Ia lupa bayar uang sewa.
Tanpa pemuda itu bersuara, wanita pemilik kamar sewa tahu bahwa si miskin depannya tidak punya uang lalu dengan wajah hijau dan mata melotot. Wanita itu mengancam. "Jika kau tidak bayar juga, aku benar-benar akan mengeluarkan barang-barangmu."
Si miskin yang diancam berubah seputih kertas, ia memasang senyum seindah mungkin.
"Nyonya Mo, aku belum gajihan, kumohon beri aku waktu.."
"Cukup!" Nyonya Mo memotong. Kesabaran wanita gemuk itu habis tidak bersisa. Dengan wajah garang, pupil hitam wanita itu bergulir ke samping, melirik pria tiga puluhan berotot. Dia memerintah. "Kau keluarkan semua barang-barangnya!"
Xie Lian tidak bereaksi beberapa saat. Terkejut.
Tubuh Xie Lian membeku, pria berotot itu mendorongnya kasar dan menyelinap masuk. Xie Lian pucat dan memandang tidak percaya pria berotot yang kini melempar barang-barang hingga pakaiannya keluar pintu.
"Nyonya Mo anda!" Xie Lian menatap Nyonya Mo dengan air mata buaya. "Anda tega sekali, beri aku seminggu lagi, kumohon!"
Alih-alih simpatik, wanita itu justru membuang muka.
"Kau selalu mengatakan 'beri aku seminggu' 'beri aku tiga hari' 'beri aku waktu hingga besok' sejak tiga bulan lalu! Kau pikir aku tidak butuh makan hah?! Kau asal menumpang dirumahku tanpa membayar. Bersyukurlah karena aku tak memintamu membayar hutang!"
"Tapi aku tinggal dimana?" Xie Lian meraung.
"Bukan urusanku!"
Xie Lian bersimpuh, memeluk kaki nyonya Mo yang kini sudah mengunci pintu kamarnya sambil menangis. "Beri aku kesempatan Nyonya Mo! Beri aku waktu hingga besok!"
"Tidak bisa!" Nyonya Mo menendang kasar Xie Lian di kakinya.
"Kau tega melihat pemuda polos sepertiku menggembel dijalanan? Bila aku diperkosa bagaimana? Nyonya Mo, dengarkan aku!"

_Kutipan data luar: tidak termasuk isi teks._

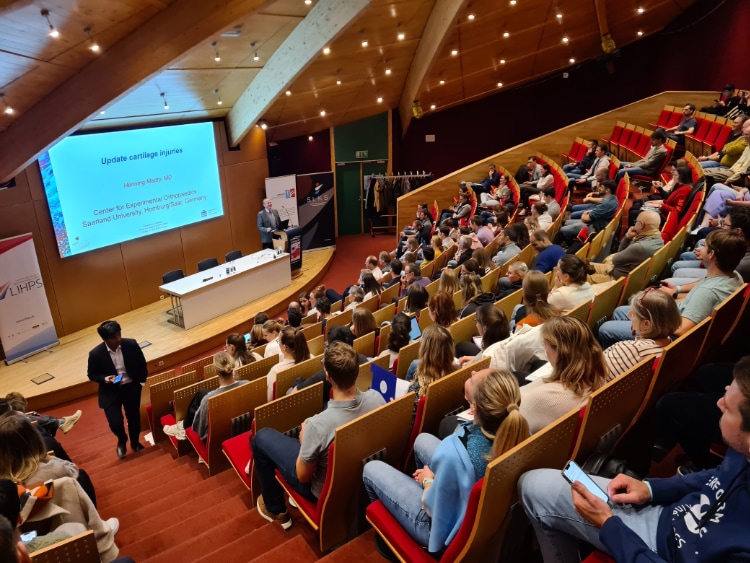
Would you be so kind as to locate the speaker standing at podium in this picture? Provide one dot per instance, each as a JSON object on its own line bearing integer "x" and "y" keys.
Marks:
{"x": 268, "y": 222}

Belum selesai Xie Lian berbicara, nyonya Mo sudah berbalik dan pergi dengan wajah puas bersama ajudan pria berotot. Meninggalkan Xie Lian yang berwajah kusut. Ia memandang tumpukan barang-barangnya yang sebenarnya tidak banyak. Hanya pakaian dan beberapa buku kuliahnya. Sepasang mata hitam itu melihat benda persegi yang sudah berlubang di lantai.
Itu dompetnya.
Xie Lian meraih benda itu dan hanya bisa menelan pil pahit melihat isinya yang kosong. Bahkan uang receh untuk biaya bus pun tidak ada.
Bagaimana ini?!
Untuk beberapa lama Xie Lian masih membatu ditempatnya, dengan wajah kosong di samping tumpukan barang-barang tak berharga. Beberapa penyewa berbisik dan menatapnya dengan iba. Berpikir 'ah, orang ini tiba-tiba menjadi bodoh setelah diusir.'
Setelah berbagai pertimbangan dengan otak bodohnya. Ia memutuskan tinggal sementara di apartemen Feng Xin. Ia dan Feng Xin sudah berteman sejak kecil, mereka berasal dari desa yang sama bahkan pernah bertetangga. Namun sejak Xie Lian berhasil lulus di Universitas yang diidamkan Feng Xin, sedangkan pemuda itu gagal. Ia mulai sedikit menjauhi Xie Lian. Namun sebenarnya hubungan keduanya tidak seburuk itu, setidaknya tidak sampai pada titik saling berkelahi hingga menyapa pun enggan.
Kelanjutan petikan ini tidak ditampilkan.